The Nevada Gaming Control Board filed a civil enforcement action against Coinbase Financial Markets on Monday, seeking to block the CFTC-registered exchange from offering event-based contracts on sports and elections to Nevada residents without state gaming licenses.
Coinbase launched its prediction markets product to U.S. customers last month through a partnership with Kalshi, a CFTC-registered designated contract market.
The agency filed both a complaint for permanent injunction and declaratory relief, alongside an application for an ex parte temporary restraining order, in the District Court for Carson City.
“The board considers offering sports event contracts, or certain other event contracts, to constitute wagering activity under NRS 463.0193 and 463.01962 and, therefore, entities offering such event contracts must be licensed,” according to a statement released Tuesday.
The filings ask the court to immediately halt Coinbase’s event-contract offerings on its mobile app, saying the platform allows users aged 18 and above to open accounts and trade despite Nevada’s 21-year minimum age requirement for gambling.
Decrypt has reached out to Coinbase for comment.
Coinbase operates a market offering event-based contracts on sporting events, including college basketball, college and professional football games, and elections, which the Board alleges constitute wagering under Nevada law and require state licensing.
The Nevada action comes just weeks after Coinbase filed federal lawsuits against gaming regulators in Connecticut, Michigan, and Illinois, arguing that the CFTC holds exclusive jurisdiction over prediction markets and that state enforcement efforts “stifle innovation and violate the law.”
Those states issued cease-and-desist letters to prediction market platforms, alleging they were engaged in sports wagering activity without proper licensing.

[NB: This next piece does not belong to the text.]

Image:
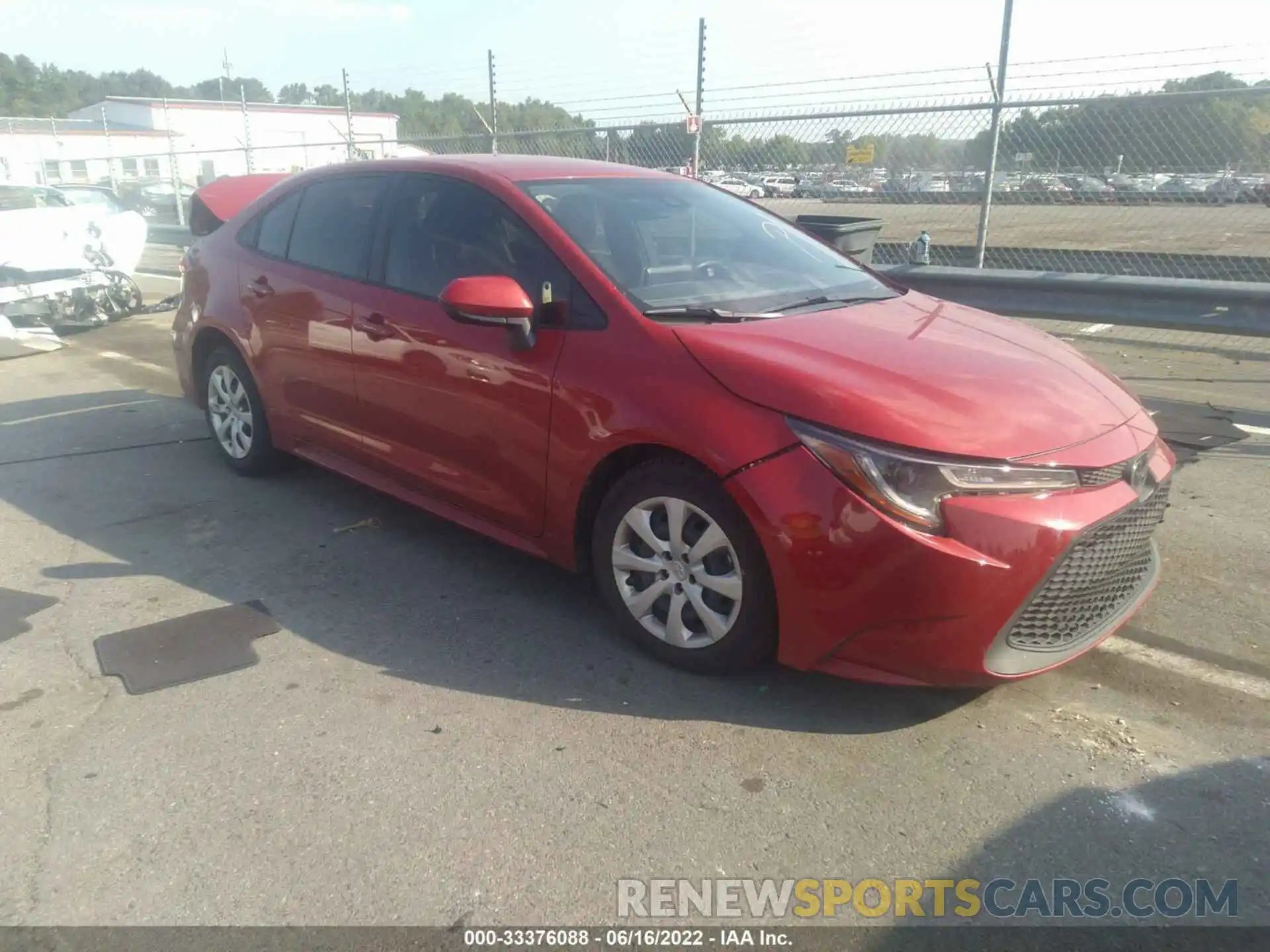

“The board takes seriously its obligation to operate a thriving gaming industry and to protect Nevada citizens,” Nevada Gaming Control Board Chairman Mike Dreitzer said in a statement. “The action taken yesterday reinforces this obligation.”
The board noted it is suffering “serious, ongoing, irreparable harm every day that Coinbase operates its market in violation of Nevada law.”
Nevada regulators say Coinbase’s operations create “a massive and unfair competitive advantage” over licensed sportsbooks that must pay licensing fees, taxes, maintain physical locations, and comply with strict consumer protection requirements.
Coinbase, however, maintains that prediction markets fall under federal jurisdiction in the lawsuit filed against the three states.
The Nevada action follows similar enforcement steps against prediction-market platforms, such as Kalshi in March of last year, and, more recently, against Polymarket, where a state court issued a temporary restraining order blocking the platform from offering event contracts to Nevada residents for two weeks.
Nevada’s dispute with Kalshi began last March, when the Gaming Control Board issued a cease-and-desist order over its sports event contracts, followed by a brief injunction in Kalshi’s favor that was lifted in November, a decision the company is now appealing in the Ninth Circuit.
Last Saturday, Daniel Wallach, founder and principal of Wallach Legal LLC, a law firm focused on sports wagering and gaming law, posted on X that multiple amicus groups, including dozens of states and tribal organizations, filed briefs backing Nevada, while Kalshi received just one supporting amicus filing from one of its own investors.